Somewhere in America – not necessarily Detroit – Ben and Mary’s barbecue (that emblem of the comfortable, middle class) still works but the automatic lighting device has quit. The patio umbrella keeps toppling over; the sliding glass doors leading out to the patio keep jamming; and the patio deck is falling apart.
The backyard patio party and the bacon-wrapped appetizers that Mary has made for her guests hearken back to a past era when neighbours were neighbourly and dads came home from work, greeted by kids rushing out to meet them in the driveway. Things worked. Husbands had jobs.
Ben (Joel Wirkkunen), a loans officer in a bank, has just lost his job; Mary (Jennifer Copping) works as a paralegal but she won’t be able to cover the mortgage on their bungalow along a street of similarly nondescript suburban bungalows.
But Mary and Ben – especially Mary – keep up appearances and invite new, young neighbours Sharon (Luisa Jojic) and Kenny (Aaron Craven) over for dinner. Sharon and Kenny met when they were in rehab for drug abuse but, obviously, their rehabilitation isn’t complete: Sharon can’t keep her hands off Kenny and is an anxious, non-stop talker. She blithers on with a lot of pop psychology about “opening up” to one’s inner feelings. Jojic’s Sharon is a little bit skanky, a little bit pathetic and she simply vibrates with nervous energy. Kenny tries to keep the lid on her. A tall and dominating presence on stage, Craven swings from keeping Kenny barely under control to letting Kenny off-leash. “He’s at zero; anything can happen”, Sharon excitedly tells Ben and Mary.
Ben and Mary are more like us: doing their best. But she drinks too much and Ben doesn’t appear to be making much headway on his proposed website. Copping gives us a tremendously nuanced performance as Mary, desperate and fragile as her formerly secure life implodes. Copping looks like she’s made of glass. Wirkkunen’s Ben tries to bluff his way through the crisis but cracks are beginning to show.

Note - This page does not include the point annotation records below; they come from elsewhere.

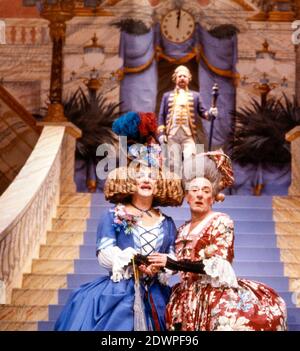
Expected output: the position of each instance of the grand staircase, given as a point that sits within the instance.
(67, 259)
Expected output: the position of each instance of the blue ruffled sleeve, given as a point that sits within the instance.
(106, 234)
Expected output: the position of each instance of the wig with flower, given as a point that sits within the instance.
(214, 166)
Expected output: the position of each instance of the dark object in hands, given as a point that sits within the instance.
(141, 259)
(185, 266)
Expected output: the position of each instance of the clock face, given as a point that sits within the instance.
(178, 26)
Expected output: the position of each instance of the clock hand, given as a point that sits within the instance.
(178, 18)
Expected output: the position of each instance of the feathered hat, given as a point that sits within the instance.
(140, 130)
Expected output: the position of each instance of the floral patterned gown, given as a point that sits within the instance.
(218, 300)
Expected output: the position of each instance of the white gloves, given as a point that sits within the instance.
(213, 111)
(116, 259)
(162, 139)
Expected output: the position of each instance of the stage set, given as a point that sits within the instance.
(70, 69)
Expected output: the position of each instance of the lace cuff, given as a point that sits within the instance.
(220, 271)
(116, 260)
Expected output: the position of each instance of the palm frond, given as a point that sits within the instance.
(259, 133)
(95, 118)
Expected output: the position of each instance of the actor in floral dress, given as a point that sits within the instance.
(209, 296)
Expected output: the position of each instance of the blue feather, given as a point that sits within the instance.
(127, 125)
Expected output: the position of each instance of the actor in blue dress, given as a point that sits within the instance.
(124, 300)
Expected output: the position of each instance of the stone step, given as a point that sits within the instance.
(32, 313)
(78, 199)
(18, 326)
(38, 297)
(64, 238)
(294, 284)
(288, 228)
(284, 202)
(44, 281)
(52, 266)
(290, 255)
(59, 252)
(70, 225)
(284, 215)
(288, 241)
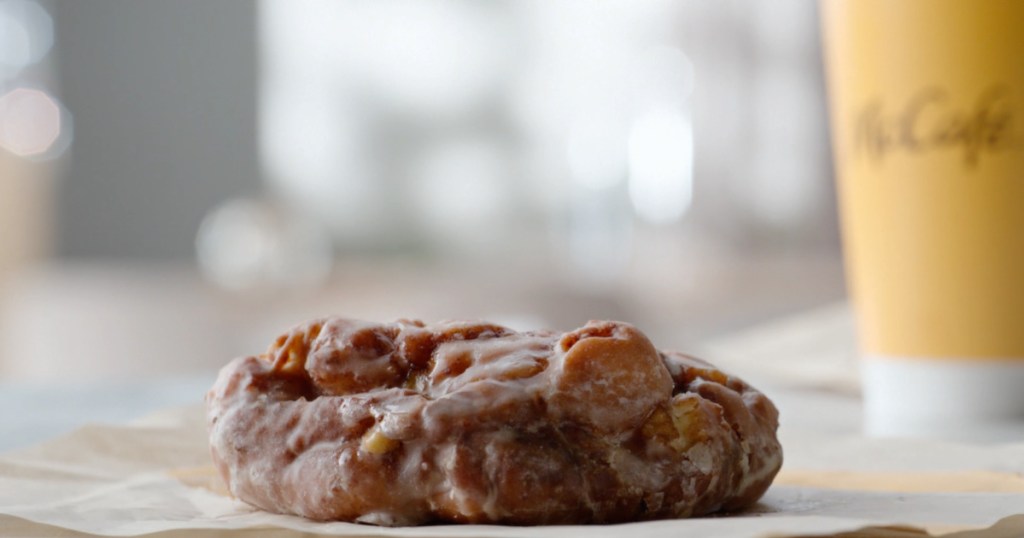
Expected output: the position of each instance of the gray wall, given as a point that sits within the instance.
(163, 95)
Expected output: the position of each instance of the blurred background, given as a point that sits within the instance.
(180, 181)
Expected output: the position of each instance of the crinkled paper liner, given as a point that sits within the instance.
(154, 478)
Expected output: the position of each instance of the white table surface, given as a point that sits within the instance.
(33, 412)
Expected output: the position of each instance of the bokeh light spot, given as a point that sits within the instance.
(30, 121)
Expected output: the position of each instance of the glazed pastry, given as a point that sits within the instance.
(407, 423)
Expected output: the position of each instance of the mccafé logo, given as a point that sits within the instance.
(931, 121)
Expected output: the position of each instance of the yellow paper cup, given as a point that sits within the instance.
(927, 105)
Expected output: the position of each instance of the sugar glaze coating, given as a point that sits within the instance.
(406, 423)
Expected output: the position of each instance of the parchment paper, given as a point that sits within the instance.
(155, 477)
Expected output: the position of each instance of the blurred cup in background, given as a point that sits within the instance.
(927, 98)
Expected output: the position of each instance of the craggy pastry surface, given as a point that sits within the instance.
(404, 423)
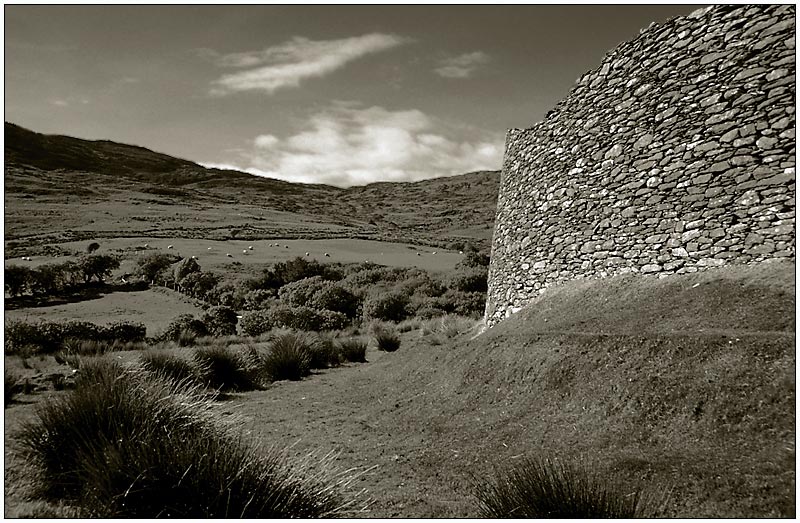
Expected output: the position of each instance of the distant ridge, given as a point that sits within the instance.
(114, 183)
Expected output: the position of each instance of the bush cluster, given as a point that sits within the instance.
(58, 278)
(53, 336)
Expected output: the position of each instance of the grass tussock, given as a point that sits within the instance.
(224, 369)
(11, 388)
(554, 489)
(353, 350)
(289, 357)
(130, 444)
(170, 366)
(386, 336)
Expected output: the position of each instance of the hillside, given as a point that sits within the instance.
(691, 395)
(131, 191)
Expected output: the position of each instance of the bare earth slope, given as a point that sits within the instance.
(683, 384)
(59, 188)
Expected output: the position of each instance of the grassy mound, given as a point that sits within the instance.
(683, 384)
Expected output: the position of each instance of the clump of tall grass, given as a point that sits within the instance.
(171, 366)
(12, 387)
(324, 352)
(386, 337)
(448, 326)
(543, 488)
(130, 444)
(353, 350)
(289, 357)
(223, 369)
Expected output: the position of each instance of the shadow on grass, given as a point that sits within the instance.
(92, 291)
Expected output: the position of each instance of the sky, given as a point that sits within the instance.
(342, 95)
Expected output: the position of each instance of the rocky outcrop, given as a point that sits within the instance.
(675, 155)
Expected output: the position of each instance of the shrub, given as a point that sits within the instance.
(338, 299)
(256, 323)
(170, 366)
(386, 337)
(470, 280)
(324, 352)
(17, 279)
(299, 293)
(220, 321)
(97, 266)
(151, 266)
(185, 327)
(258, 299)
(553, 489)
(125, 332)
(390, 306)
(131, 445)
(223, 369)
(353, 350)
(305, 318)
(289, 357)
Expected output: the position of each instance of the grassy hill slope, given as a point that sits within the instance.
(684, 385)
(132, 191)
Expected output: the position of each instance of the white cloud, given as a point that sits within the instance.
(461, 66)
(349, 145)
(287, 64)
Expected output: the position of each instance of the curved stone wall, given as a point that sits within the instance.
(676, 154)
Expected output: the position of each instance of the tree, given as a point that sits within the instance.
(97, 266)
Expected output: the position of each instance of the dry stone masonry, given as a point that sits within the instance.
(676, 154)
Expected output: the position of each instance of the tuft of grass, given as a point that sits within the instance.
(353, 350)
(543, 488)
(170, 366)
(386, 337)
(133, 445)
(223, 369)
(324, 352)
(289, 357)
(11, 389)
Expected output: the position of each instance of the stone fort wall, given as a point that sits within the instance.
(675, 155)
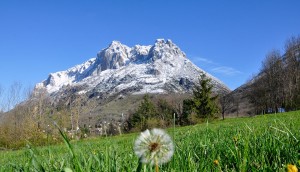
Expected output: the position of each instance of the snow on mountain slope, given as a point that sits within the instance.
(160, 68)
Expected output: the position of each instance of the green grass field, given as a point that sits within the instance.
(261, 143)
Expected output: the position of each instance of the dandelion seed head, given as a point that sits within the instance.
(154, 145)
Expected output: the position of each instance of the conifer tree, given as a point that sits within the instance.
(204, 102)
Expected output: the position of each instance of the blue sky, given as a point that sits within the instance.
(228, 39)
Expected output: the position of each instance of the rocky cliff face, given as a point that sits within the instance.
(118, 69)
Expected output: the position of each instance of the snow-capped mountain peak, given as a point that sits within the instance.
(158, 68)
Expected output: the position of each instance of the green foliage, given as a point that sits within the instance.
(261, 143)
(187, 110)
(204, 102)
(145, 111)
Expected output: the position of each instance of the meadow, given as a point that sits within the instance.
(260, 143)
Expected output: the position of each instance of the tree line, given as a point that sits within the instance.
(277, 86)
(203, 105)
(32, 120)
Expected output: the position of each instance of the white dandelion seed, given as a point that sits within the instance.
(154, 147)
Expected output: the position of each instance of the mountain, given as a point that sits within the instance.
(161, 68)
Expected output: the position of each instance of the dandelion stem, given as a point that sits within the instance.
(156, 165)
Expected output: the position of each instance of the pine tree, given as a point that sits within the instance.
(204, 102)
(145, 111)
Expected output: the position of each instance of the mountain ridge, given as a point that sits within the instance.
(159, 68)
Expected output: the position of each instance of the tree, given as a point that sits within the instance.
(187, 109)
(145, 111)
(226, 103)
(204, 102)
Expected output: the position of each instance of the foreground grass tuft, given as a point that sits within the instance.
(262, 143)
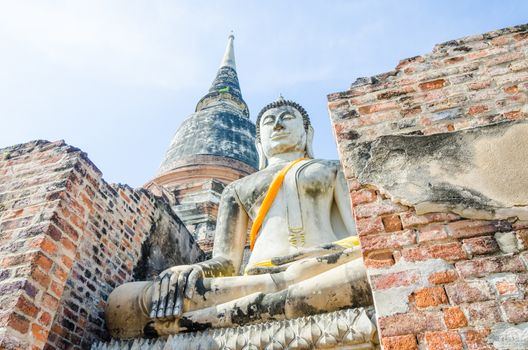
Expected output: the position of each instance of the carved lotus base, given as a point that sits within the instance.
(345, 329)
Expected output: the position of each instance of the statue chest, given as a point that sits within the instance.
(312, 186)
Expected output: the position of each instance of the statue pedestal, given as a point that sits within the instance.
(345, 329)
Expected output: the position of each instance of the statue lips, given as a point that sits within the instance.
(279, 135)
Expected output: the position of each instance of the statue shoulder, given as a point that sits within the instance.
(329, 164)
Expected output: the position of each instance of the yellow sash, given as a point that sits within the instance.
(348, 242)
(268, 201)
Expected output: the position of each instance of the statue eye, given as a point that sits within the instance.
(268, 120)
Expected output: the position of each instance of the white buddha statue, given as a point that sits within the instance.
(304, 260)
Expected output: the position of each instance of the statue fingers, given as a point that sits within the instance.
(196, 273)
(164, 294)
(178, 305)
(155, 298)
(173, 285)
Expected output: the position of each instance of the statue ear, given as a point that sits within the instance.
(262, 158)
(309, 142)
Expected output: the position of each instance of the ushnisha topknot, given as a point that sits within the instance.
(282, 102)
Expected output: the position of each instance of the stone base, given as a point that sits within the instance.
(345, 329)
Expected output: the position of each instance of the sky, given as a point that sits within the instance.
(117, 78)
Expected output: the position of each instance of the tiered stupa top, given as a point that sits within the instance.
(220, 125)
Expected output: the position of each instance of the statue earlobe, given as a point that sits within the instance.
(309, 142)
(262, 158)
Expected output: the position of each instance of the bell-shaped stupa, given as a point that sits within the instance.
(214, 146)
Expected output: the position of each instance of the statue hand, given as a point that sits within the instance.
(171, 287)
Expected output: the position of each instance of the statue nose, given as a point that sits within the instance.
(278, 124)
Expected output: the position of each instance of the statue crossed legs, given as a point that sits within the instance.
(305, 258)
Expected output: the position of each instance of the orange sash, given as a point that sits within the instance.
(268, 201)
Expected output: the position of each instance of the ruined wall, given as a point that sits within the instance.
(67, 239)
(435, 153)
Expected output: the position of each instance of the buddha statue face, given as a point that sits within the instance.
(282, 131)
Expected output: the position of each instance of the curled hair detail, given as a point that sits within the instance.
(279, 103)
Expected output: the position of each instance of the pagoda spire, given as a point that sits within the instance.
(229, 55)
(225, 87)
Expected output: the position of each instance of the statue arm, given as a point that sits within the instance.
(342, 199)
(231, 232)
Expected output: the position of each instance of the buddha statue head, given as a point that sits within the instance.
(283, 126)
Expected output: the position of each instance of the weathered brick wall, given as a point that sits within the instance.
(67, 239)
(439, 281)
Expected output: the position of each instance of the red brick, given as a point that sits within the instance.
(481, 245)
(505, 287)
(482, 314)
(431, 296)
(469, 292)
(379, 259)
(432, 85)
(60, 273)
(395, 93)
(395, 279)
(484, 266)
(401, 342)
(378, 209)
(448, 340)
(369, 226)
(65, 227)
(516, 310)
(48, 246)
(471, 228)
(443, 277)
(432, 232)
(26, 306)
(522, 237)
(447, 251)
(454, 317)
(479, 85)
(43, 261)
(45, 319)
(363, 196)
(67, 244)
(40, 277)
(50, 302)
(57, 288)
(411, 219)
(477, 109)
(512, 89)
(378, 107)
(18, 323)
(476, 339)
(392, 223)
(385, 241)
(39, 333)
(411, 323)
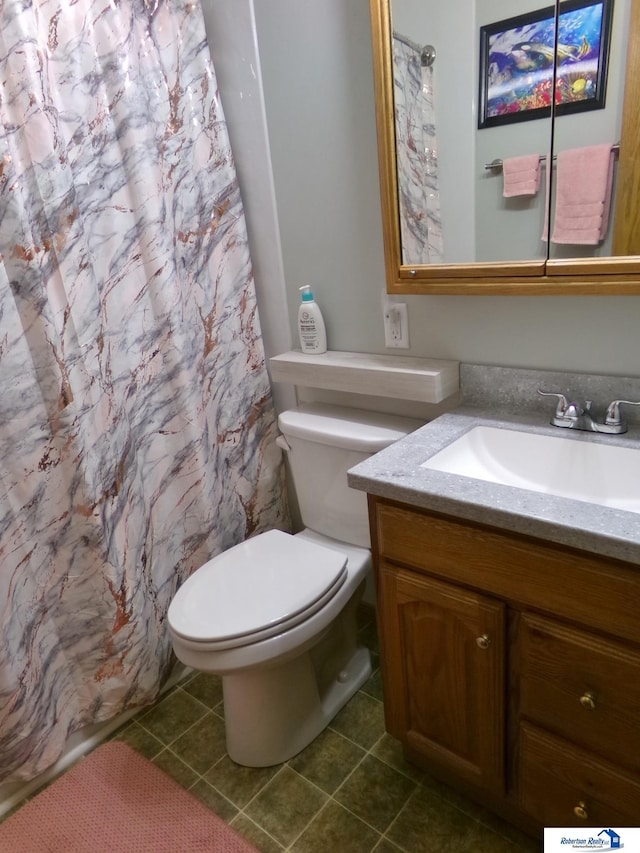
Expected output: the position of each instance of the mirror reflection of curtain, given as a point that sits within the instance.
(417, 156)
(137, 433)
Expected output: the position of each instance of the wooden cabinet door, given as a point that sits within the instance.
(444, 674)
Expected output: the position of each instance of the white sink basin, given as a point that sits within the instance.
(602, 474)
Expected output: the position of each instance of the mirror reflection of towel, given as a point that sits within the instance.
(521, 175)
(584, 181)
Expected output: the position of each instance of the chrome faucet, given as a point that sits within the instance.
(572, 415)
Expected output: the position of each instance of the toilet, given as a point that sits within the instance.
(275, 616)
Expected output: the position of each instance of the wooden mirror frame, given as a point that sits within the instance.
(619, 274)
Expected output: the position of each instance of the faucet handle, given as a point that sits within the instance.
(614, 416)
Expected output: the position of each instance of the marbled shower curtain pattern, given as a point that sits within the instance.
(136, 424)
(417, 157)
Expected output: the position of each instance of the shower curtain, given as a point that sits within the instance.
(417, 156)
(136, 425)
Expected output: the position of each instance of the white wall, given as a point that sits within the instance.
(317, 74)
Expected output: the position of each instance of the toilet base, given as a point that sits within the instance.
(273, 714)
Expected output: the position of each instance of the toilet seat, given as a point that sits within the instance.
(255, 590)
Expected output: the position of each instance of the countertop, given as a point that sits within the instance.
(395, 473)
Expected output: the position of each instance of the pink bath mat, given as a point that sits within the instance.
(115, 801)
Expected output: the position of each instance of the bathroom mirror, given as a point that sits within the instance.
(483, 245)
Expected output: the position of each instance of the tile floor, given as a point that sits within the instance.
(350, 791)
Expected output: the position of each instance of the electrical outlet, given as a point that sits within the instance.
(396, 325)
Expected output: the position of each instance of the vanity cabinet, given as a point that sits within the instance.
(511, 666)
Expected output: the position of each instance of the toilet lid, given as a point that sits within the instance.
(259, 587)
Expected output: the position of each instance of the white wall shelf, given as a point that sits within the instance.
(427, 380)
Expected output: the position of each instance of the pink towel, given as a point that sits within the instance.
(521, 175)
(584, 182)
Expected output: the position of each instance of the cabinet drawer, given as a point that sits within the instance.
(562, 785)
(582, 686)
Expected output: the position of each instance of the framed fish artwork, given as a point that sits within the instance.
(519, 68)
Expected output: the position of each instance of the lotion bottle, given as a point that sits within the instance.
(311, 328)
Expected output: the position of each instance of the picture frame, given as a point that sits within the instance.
(517, 69)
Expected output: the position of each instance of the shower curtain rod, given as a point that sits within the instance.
(427, 51)
(496, 165)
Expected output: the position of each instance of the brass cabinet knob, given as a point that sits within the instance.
(581, 811)
(588, 700)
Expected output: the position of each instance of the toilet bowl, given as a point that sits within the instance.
(276, 615)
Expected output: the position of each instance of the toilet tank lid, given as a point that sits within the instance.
(350, 429)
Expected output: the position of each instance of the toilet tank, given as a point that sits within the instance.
(325, 441)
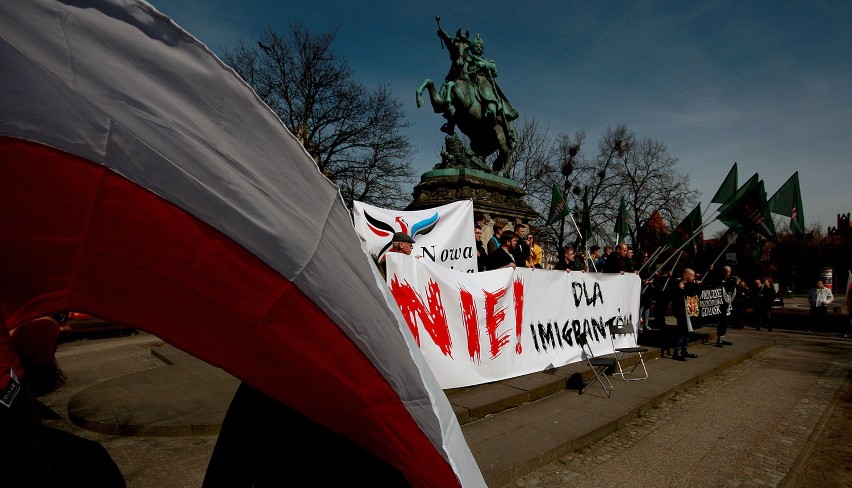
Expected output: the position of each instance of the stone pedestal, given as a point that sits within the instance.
(493, 196)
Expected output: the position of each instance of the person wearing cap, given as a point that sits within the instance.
(402, 242)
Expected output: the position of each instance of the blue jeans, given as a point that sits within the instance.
(682, 344)
(765, 319)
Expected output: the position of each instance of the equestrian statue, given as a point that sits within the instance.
(471, 100)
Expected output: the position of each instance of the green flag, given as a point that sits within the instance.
(586, 221)
(621, 229)
(788, 201)
(558, 206)
(728, 188)
(686, 230)
(749, 213)
(747, 187)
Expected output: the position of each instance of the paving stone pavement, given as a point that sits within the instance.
(745, 427)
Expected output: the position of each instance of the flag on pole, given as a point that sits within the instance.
(849, 289)
(621, 229)
(558, 206)
(728, 188)
(686, 230)
(586, 220)
(142, 183)
(788, 201)
(748, 212)
(747, 187)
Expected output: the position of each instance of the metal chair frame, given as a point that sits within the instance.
(598, 365)
(622, 352)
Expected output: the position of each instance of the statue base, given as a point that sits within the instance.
(493, 196)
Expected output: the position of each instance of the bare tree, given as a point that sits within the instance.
(645, 174)
(353, 133)
(641, 171)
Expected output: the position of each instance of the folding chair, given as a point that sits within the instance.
(622, 352)
(598, 365)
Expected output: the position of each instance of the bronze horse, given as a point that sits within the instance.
(461, 104)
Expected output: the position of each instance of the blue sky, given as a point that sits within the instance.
(766, 84)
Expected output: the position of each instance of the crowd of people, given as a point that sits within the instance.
(667, 294)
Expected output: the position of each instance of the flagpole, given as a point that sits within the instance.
(700, 229)
(720, 255)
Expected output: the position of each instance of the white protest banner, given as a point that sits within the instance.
(489, 326)
(443, 235)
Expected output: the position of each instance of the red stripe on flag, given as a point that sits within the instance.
(77, 236)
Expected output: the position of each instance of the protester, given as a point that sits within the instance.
(534, 259)
(503, 256)
(401, 243)
(593, 261)
(481, 253)
(662, 298)
(729, 289)
(619, 261)
(741, 300)
(494, 242)
(684, 306)
(819, 298)
(765, 298)
(522, 251)
(848, 311)
(568, 262)
(604, 256)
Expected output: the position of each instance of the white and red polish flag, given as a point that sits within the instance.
(143, 181)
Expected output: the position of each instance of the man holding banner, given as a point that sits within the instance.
(684, 306)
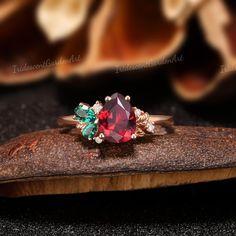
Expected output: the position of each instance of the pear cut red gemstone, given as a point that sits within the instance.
(117, 120)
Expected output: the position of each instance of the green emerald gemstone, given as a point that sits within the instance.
(84, 114)
(89, 131)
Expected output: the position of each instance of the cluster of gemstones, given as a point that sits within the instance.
(117, 121)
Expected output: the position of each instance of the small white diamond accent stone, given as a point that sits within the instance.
(150, 127)
(98, 140)
(137, 112)
(97, 108)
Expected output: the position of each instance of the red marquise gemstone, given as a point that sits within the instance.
(117, 120)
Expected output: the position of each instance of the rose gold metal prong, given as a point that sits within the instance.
(107, 98)
(127, 98)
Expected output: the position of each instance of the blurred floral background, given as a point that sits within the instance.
(175, 57)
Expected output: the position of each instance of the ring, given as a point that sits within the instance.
(116, 121)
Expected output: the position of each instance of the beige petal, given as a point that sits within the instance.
(25, 53)
(179, 10)
(60, 18)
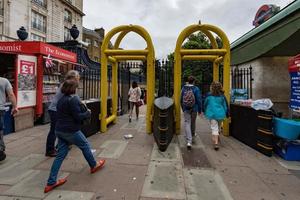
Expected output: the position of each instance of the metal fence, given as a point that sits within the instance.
(241, 78)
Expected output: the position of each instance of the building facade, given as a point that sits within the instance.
(94, 40)
(44, 20)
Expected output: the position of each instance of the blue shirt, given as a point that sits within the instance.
(69, 114)
(215, 107)
(197, 105)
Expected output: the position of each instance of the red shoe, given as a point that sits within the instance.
(99, 165)
(60, 182)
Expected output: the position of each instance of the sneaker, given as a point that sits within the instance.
(60, 182)
(216, 147)
(2, 155)
(98, 166)
(189, 146)
(51, 154)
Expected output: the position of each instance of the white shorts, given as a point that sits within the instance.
(215, 126)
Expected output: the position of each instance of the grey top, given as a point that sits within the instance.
(5, 86)
(56, 98)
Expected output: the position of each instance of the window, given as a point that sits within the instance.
(38, 21)
(42, 3)
(67, 34)
(95, 43)
(68, 16)
(1, 8)
(87, 40)
(35, 37)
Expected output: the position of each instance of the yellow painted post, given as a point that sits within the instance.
(104, 90)
(114, 93)
(150, 91)
(116, 54)
(215, 71)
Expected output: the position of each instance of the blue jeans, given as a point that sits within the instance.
(2, 145)
(64, 140)
(50, 144)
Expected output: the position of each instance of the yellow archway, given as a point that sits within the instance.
(214, 55)
(114, 55)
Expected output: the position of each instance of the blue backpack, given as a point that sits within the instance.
(188, 97)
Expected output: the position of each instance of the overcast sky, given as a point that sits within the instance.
(165, 19)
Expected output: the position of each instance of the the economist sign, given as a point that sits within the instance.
(33, 47)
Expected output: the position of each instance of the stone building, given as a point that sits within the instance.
(44, 20)
(94, 40)
(267, 49)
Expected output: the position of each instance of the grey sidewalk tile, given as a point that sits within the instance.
(284, 186)
(205, 185)
(195, 158)
(113, 182)
(293, 165)
(164, 180)
(244, 183)
(113, 149)
(69, 195)
(136, 154)
(197, 142)
(170, 155)
(16, 198)
(18, 170)
(32, 186)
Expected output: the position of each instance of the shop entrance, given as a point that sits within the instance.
(215, 55)
(115, 55)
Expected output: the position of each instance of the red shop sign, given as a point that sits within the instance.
(34, 47)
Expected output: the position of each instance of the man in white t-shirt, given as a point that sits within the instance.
(5, 90)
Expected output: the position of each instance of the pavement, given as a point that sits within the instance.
(137, 170)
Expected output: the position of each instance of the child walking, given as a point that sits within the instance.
(216, 110)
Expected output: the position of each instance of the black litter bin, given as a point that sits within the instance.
(163, 122)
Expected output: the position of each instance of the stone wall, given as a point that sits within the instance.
(271, 80)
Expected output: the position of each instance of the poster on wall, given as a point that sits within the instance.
(295, 90)
(26, 96)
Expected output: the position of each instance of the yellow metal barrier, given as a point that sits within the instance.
(202, 54)
(116, 54)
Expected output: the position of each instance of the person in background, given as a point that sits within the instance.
(5, 90)
(216, 110)
(190, 104)
(50, 144)
(134, 94)
(69, 117)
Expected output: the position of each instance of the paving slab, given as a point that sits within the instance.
(244, 183)
(171, 154)
(74, 162)
(224, 156)
(33, 185)
(197, 142)
(16, 198)
(293, 165)
(69, 195)
(132, 154)
(113, 182)
(284, 186)
(195, 158)
(164, 180)
(18, 170)
(113, 149)
(205, 185)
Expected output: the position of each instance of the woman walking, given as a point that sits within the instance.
(216, 110)
(50, 144)
(134, 94)
(69, 117)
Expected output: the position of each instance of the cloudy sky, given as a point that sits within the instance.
(165, 19)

One of D’Amour’s themes is the conflict between our wild and our civilized sides. Mary and Sharon think camping out will reconnect them to their inherent but suppressed wildness; Ben and Kenny look to a night of drinking and, probably, chasing women. Both plans fail to materialize but the desire to cut loose remains. Maybe a plain old bacchanalia will have to suffice; cue the orgy.
Directed by Lois Anderson for Mitch and Murray Productions, the performances, including John R. Taylor (as Frank, the owner of the house in which Kenny and Sharon live) are superb. While it’s true the characters are presented more like caricatures – with the possible exception of Frank – the issues resonate so strongly it really doesn’t matter.
David Roberts provides a functional set: two adjacent backyards with furniture that’s just barely hanging on. Lighting designer Conor Moore frees his inner child. See the play; you’ll see what I mean.
Detroit is not a play you like; it’s a play that makes you think. Does the thin veneer of civility crack as the middle class erodes? And when that veneer is gone, do our animal instincts take over? These are not new questions but they are intelligently posed.
Imagining the future can be depressing but as Frank says, the past might not have been as good as we choose to remember it was. Is nostalgia “just a defense mechanism in a time of accelerated and fragmented rhythms of life and historical upheavals” as opined in an article in the Concordia Undergraduate Journal of Art History (dug up by my savvy guest who reads such articles)?
I remember when nostalgia was respectable. Those were the days.